5. Querem ver como? A Nova Portugalidade está no Facebook. Apresenta-se assim (li e pasmei): “Somos 250 milhões. A unir-nos, temos sangue e séculos, cultura e sentimento. Fomos forjados por gerações de homens de Estado, de combate e de inteligência. Entre os nossos maiores, contamos soldados e marinheiros, pintores e arquitectos, poetas e capitães. Temos uma música que é nossa e de mais ninguém. Temos uma língua — que é a terceira do Ocidente — e uma literatura. O que nos aproxima uns dos outros é também o que nos distingue dos restantes povos do globo. A Portugalidade é uma ideia e uma forma de estar. É uma civilização. Mais que uma constelação de Estados, o mundo português é uma aliança de povos com um passado partilhado e um futuro em comum. A sugerir a reaproximação entre nações de fala lusa está, mais que a economia, a necessidade — que é justa e natural — de reerguer uma família de povos que só por trágico equívoco se desfez. O que queremos resgatar é, pois, tudo – os feitos, os símbolos, os costumes, o idioma — o que nos irmana.”
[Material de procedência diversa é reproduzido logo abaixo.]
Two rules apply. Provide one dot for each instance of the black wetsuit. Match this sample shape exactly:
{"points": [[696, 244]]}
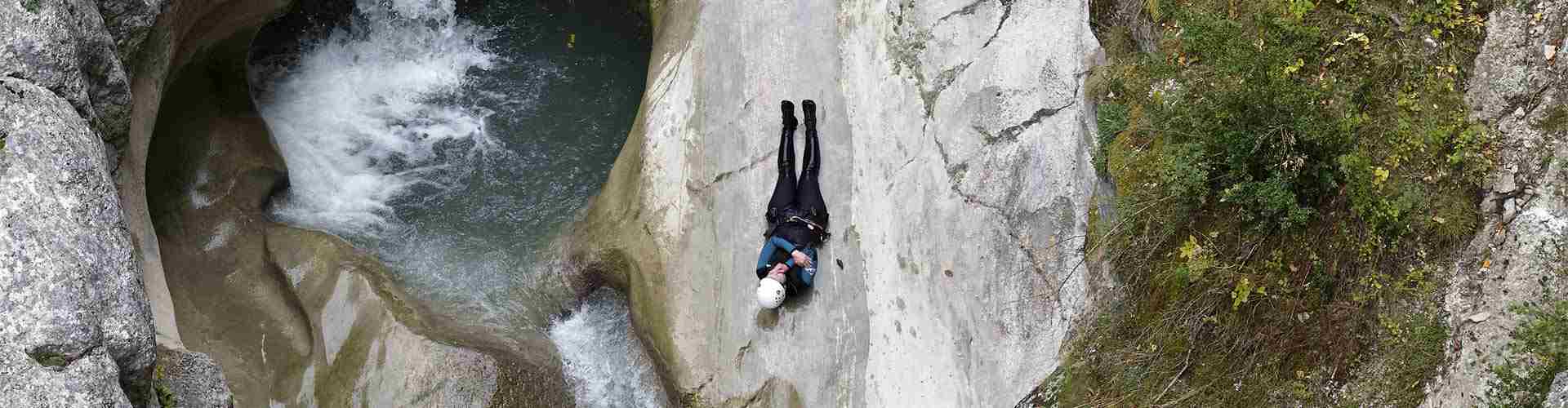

6. Enquanto o presidente português tomar posse, como Marcelo há um ano, com mais um tributo aos “Descobrimentos” sem reconhecer os milhões de mortos e escravizados pelo império; enquanto o discurso público alimentar a irreflexão, e a incapacidade de um tributo mínimo aos apagados; enquanto a escola não falar do extermínio dos índios e dos seis milhões levados de África, mais os que depois morreram na guerra colonial, o essencial continuará por discutir. Que tal a FCSH, onde circula tanto pensamento pós-colonial, ser anfitriã de um grande debate público sobre Portugal e o império?